True, I suffered with poor cards and can only recall showing down one winner in three and a half hours, which shows that my bluffs weren’t working, my rivers weren’t hitting and I wasn’t getting called when I did make a hand. Well, that happens from time to time, but I simply tossed about $50 of my loss with poor calls. Twice I talked myself into fairly large losing calls on the river, which is not normally one of my errors. I have to remember that for the vast majority of my opponents, being ‘tricky’ or skilful only means one thing – slow-playing. If they check-call the scary turn and then bet the river they are not making a brave and elaborate bluff, they simply have the nuts.

I also called large pre-flop raises or reraises– blatantly from AAxx – twice, with the wrong sort of hands. KKxx, even nicely co-ordinated, is not an Aces-cracking hand. When you toss in a hefty and ridiculous call on the flop as well, then you’re looking at a major money-loser.

So, two lumpy losing sessions out of three is a strong warning signal that I am getting sloppy. I have therefore written myself a prescription for tonight, which consists of tightening my calling of raises (although not tightening my own raises) and being highly focussed on position. Position, position , position. I find that when I start playing poorly nothing helps more than focussing on playing only with position.

The plus point from last night’s debacle was a session of $1/$2 five card stud. I played for under an hour and made $33, which kept the evening’s total losses to two digits. I must admit I hit some cards. Trip 9’s versus trip 8’s, and then a king-high straight, are about as good as it gets in short-handed five card stud don’t you think? But even without those monsters I would have been a couple of bets in front, and I really don’t know how you could lose money if you play this game with any concentration.

As I wrote on Friday, I enjoyed it immensely – working out hand values and strategy on the fly, as opposed to PLO where I generally know the right thing to do and just have to drum up the discipline to actually do it.

I think I will be using stud as a second table for a little while, alongside whatever is the best PLO game. I am not a great one for multi-tabling. I read these bloggers who play three or even four tables at once and I get a headache just thinking about it. I guess it is far more viable playing limit than pot or no limit poker, where one good or bad read can make an enormous difference.

Still, I have lately been running the multi-table tournaments as a second table until/unless I get deep into the field, while the stud last night was a life-saver and possibly stopped me going on genuine Omaha tilt.

I probably should play two tables regularly, in fact, because even playing one table I am still invariably doing some surfing or downloading a bit of music or chatting to one or more friends or whatever… Two tables may well reduce the attention I give to all that unprofitable stuff, and make for a proper head-screwed-on session of pokerpokerpoker.

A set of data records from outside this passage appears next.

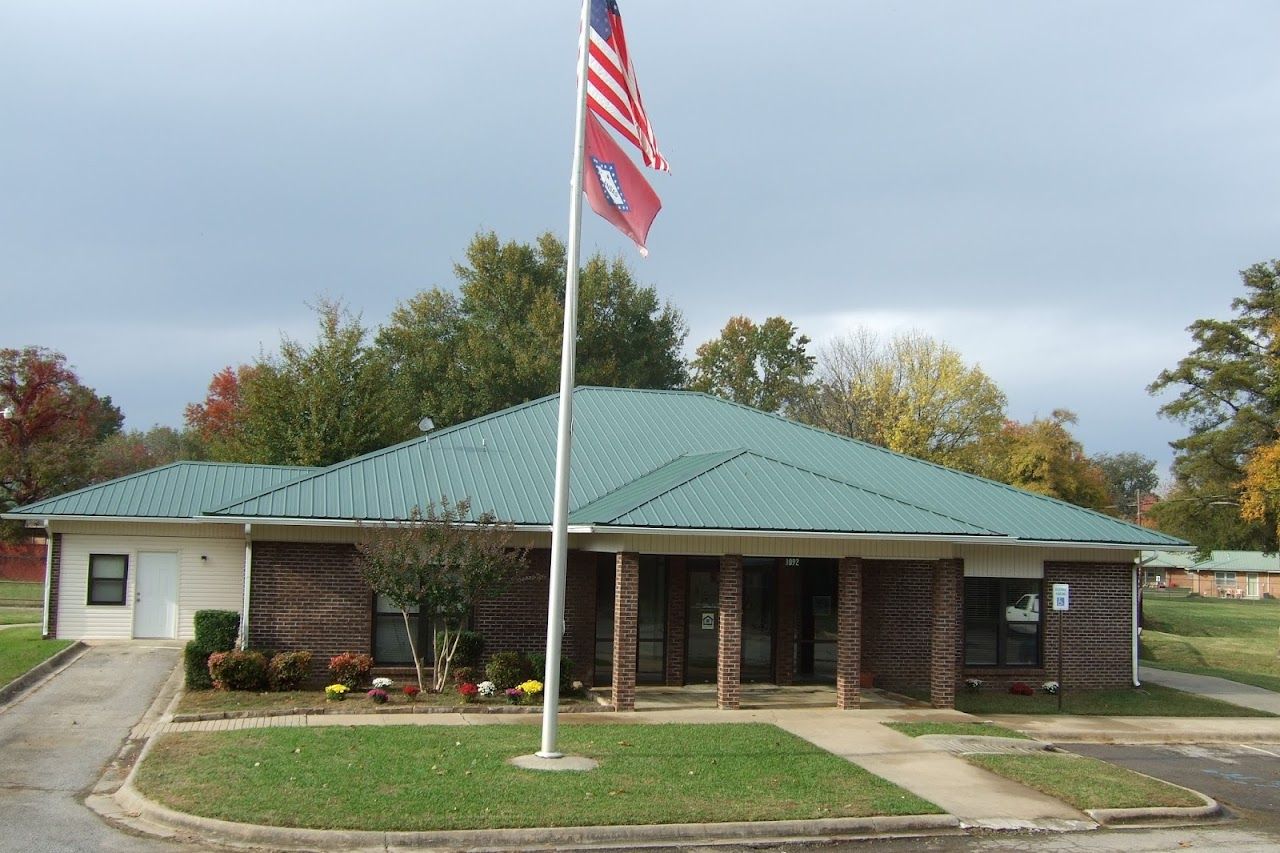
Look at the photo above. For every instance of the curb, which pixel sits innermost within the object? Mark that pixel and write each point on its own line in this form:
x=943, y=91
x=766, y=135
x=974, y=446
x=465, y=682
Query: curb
x=152, y=815
x=36, y=674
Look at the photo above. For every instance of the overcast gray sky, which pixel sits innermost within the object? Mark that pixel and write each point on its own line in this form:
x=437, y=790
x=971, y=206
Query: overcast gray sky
x=1055, y=188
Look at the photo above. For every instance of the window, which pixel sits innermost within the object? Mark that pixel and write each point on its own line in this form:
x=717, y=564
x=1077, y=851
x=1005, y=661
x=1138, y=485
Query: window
x=108, y=576
x=391, y=641
x=1001, y=621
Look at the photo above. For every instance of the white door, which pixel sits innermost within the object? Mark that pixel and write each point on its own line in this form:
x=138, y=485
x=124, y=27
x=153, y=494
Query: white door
x=155, y=600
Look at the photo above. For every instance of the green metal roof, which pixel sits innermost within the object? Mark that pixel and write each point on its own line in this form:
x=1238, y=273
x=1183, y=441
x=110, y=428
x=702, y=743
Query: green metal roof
x=177, y=491
x=675, y=455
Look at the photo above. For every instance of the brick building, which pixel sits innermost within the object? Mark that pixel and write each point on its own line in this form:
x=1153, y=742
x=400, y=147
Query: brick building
x=708, y=543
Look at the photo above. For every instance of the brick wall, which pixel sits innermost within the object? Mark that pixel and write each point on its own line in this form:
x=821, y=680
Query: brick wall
x=897, y=623
x=626, y=612
x=849, y=615
x=787, y=617
x=947, y=632
x=728, y=666
x=677, y=584
x=1098, y=651
x=309, y=596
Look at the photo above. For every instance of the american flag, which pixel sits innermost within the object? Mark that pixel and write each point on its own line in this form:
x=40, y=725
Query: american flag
x=611, y=83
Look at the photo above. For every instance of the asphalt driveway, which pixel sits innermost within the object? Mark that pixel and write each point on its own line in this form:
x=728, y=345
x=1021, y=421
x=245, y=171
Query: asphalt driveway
x=56, y=740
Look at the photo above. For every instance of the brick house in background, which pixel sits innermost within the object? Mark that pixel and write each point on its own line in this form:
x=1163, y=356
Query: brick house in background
x=1224, y=574
x=709, y=543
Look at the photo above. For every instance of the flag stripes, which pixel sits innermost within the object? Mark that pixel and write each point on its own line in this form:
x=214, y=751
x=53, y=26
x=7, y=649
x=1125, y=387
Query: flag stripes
x=612, y=91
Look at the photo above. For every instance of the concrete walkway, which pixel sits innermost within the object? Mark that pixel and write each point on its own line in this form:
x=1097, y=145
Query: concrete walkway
x=1243, y=694
x=976, y=797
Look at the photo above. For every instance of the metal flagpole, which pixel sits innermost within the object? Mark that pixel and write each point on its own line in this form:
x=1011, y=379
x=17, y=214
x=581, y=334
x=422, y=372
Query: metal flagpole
x=565, y=433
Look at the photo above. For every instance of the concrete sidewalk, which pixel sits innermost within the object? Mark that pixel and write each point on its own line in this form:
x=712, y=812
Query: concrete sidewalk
x=1243, y=694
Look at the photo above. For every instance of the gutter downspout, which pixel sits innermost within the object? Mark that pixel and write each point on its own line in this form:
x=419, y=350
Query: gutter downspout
x=1137, y=632
x=248, y=576
x=49, y=579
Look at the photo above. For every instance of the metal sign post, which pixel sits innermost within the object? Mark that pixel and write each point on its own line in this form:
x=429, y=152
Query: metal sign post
x=1061, y=603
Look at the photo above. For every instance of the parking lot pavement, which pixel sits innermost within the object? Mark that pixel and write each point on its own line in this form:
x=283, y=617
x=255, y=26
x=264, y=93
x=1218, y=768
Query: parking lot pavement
x=56, y=740
x=1242, y=776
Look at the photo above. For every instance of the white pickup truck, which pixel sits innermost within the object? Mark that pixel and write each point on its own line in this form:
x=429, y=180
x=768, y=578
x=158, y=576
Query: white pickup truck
x=1024, y=610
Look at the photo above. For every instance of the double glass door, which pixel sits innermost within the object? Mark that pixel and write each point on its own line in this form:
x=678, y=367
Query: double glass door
x=759, y=616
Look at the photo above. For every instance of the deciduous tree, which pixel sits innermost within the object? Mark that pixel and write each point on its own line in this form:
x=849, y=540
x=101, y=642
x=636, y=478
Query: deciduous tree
x=1045, y=457
x=439, y=562
x=766, y=366
x=1229, y=398
x=1128, y=477
x=497, y=341
x=50, y=427
x=914, y=395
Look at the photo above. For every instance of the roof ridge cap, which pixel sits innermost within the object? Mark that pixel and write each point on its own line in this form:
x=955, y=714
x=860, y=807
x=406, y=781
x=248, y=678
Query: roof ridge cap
x=881, y=495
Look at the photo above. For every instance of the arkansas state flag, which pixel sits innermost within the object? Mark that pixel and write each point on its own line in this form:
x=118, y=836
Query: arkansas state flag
x=615, y=187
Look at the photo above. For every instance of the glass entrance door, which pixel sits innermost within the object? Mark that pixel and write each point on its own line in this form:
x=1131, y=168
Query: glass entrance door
x=703, y=621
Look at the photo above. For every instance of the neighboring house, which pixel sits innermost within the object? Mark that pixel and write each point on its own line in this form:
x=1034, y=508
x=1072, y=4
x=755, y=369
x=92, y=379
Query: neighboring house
x=1225, y=574
x=709, y=543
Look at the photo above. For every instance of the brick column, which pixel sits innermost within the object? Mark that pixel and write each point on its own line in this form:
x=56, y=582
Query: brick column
x=785, y=643
x=626, y=614
x=849, y=626
x=945, y=648
x=728, y=665
x=55, y=570
x=676, y=615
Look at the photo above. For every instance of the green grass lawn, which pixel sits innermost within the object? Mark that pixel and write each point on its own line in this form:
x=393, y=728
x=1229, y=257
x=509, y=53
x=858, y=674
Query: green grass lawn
x=984, y=729
x=1086, y=783
x=1147, y=701
x=438, y=778
x=18, y=615
x=1223, y=637
x=356, y=701
x=21, y=648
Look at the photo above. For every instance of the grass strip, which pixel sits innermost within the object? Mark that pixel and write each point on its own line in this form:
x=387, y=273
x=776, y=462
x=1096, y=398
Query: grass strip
x=1086, y=783
x=21, y=648
x=983, y=729
x=1147, y=701
x=440, y=778
x=18, y=615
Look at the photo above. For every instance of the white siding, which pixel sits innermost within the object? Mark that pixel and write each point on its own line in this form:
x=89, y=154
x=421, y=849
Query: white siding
x=214, y=582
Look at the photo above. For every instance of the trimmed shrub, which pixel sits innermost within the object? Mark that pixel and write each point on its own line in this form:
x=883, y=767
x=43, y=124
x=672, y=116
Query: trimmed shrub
x=238, y=670
x=350, y=669
x=195, y=662
x=538, y=660
x=216, y=630
x=288, y=670
x=508, y=669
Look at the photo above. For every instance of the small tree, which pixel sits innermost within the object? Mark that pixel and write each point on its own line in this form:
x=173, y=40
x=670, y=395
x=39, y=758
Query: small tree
x=443, y=562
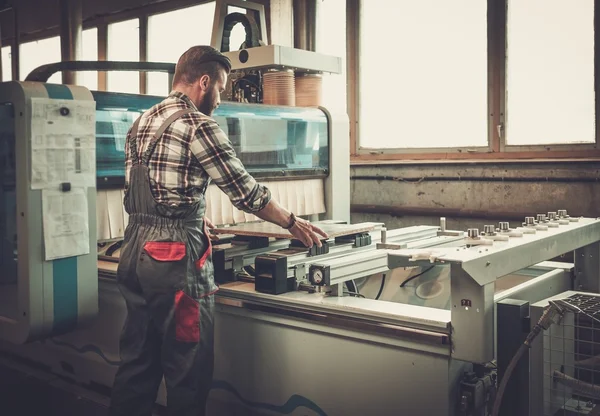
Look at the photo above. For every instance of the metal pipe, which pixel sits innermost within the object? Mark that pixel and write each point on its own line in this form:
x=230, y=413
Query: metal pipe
x=71, y=32
x=312, y=14
x=400, y=211
x=16, y=53
x=299, y=11
x=536, y=179
x=305, y=24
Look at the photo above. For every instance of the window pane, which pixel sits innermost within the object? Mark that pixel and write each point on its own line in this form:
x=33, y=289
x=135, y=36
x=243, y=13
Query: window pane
x=89, y=79
x=6, y=63
x=331, y=40
x=124, y=45
x=194, y=27
x=38, y=53
x=424, y=76
x=550, y=72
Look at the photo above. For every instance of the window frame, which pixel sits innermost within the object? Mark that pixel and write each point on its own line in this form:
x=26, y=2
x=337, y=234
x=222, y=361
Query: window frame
x=497, y=148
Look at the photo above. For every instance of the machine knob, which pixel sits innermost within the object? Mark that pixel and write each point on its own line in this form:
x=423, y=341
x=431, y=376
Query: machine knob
x=489, y=229
x=316, y=276
x=473, y=232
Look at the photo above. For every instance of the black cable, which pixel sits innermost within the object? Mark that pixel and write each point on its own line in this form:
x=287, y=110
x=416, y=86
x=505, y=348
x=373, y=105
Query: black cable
x=355, y=294
x=415, y=276
x=381, y=287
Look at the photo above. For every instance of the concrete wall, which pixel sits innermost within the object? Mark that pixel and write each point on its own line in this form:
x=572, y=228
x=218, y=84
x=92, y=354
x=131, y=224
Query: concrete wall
x=471, y=195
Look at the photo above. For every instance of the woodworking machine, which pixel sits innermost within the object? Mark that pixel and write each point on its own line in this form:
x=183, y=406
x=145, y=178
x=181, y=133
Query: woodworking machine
x=374, y=321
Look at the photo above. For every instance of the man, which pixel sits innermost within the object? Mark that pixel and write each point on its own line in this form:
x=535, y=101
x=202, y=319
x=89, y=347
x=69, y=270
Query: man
x=165, y=273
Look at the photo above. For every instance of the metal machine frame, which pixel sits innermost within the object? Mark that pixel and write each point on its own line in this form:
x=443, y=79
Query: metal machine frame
x=53, y=296
x=475, y=270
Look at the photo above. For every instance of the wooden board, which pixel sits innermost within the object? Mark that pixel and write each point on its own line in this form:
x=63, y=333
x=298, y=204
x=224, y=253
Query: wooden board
x=266, y=229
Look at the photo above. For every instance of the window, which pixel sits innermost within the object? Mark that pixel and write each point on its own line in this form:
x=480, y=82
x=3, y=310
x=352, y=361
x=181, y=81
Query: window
x=550, y=93
x=331, y=40
x=38, y=53
x=423, y=74
x=6, y=63
x=124, y=45
x=89, y=52
x=194, y=27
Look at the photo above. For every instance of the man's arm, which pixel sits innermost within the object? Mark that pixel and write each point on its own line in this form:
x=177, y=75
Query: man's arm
x=213, y=150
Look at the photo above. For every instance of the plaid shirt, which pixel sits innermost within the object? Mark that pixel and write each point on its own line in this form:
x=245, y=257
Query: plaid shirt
x=192, y=152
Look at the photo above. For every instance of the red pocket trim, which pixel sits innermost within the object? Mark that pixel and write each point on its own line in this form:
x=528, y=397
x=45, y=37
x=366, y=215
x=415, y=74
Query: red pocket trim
x=165, y=250
x=202, y=260
x=187, y=318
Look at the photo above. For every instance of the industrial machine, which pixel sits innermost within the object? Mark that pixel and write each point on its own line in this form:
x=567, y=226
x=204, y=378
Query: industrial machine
x=377, y=321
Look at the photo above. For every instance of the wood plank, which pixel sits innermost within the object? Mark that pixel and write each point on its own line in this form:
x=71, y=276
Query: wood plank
x=265, y=229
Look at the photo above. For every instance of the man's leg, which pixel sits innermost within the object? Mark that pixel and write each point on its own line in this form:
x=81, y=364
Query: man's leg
x=188, y=355
x=140, y=374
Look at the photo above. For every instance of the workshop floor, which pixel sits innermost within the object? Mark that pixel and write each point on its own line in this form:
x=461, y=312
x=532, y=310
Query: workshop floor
x=25, y=391
x=29, y=391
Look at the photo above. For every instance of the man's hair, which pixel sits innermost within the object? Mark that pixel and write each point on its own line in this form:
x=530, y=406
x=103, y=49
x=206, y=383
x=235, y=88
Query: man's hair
x=198, y=61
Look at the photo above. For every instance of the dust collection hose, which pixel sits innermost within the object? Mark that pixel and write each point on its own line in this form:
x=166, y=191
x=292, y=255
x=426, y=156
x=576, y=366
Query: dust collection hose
x=552, y=314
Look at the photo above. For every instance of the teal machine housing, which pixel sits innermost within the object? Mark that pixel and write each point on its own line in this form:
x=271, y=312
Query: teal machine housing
x=38, y=297
x=41, y=299
x=273, y=142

I am really psyched up to play some good poker tonight. I need to, and the pressure is on somewhat, because my bankroll has been seriously thinned down in the past few days. I withdrew a small chunk on Friday to help fund my weekend away, lost a similar chunk last night, and today have bitten the bullet and withdrawn enough to send my ex-girlfriend some money I owe her.

In case I gave the impression (with the ‘Smoking, Booze and Shagging’ post) that I am utterly shallow, I should state that I love and care about my ex so deeply that words don’t suffice, and I sometimes well up a bit when I think about her. Actually I don’t truly think I owe her the money (complicated story). but I’m not prepared to argue about it and spoil the way that we feel about one another now.

Anyways, the bankroll is supposed to grow such that I can pay for a bargain bucket Greek holiday in July while still keeping it above my designated minimum. The last few days have set that aim back a little, but I am not too worried. Especially since I often play somewhat better when the bankroll is slightly pressured, compared to when I can afford to be a little more blasé.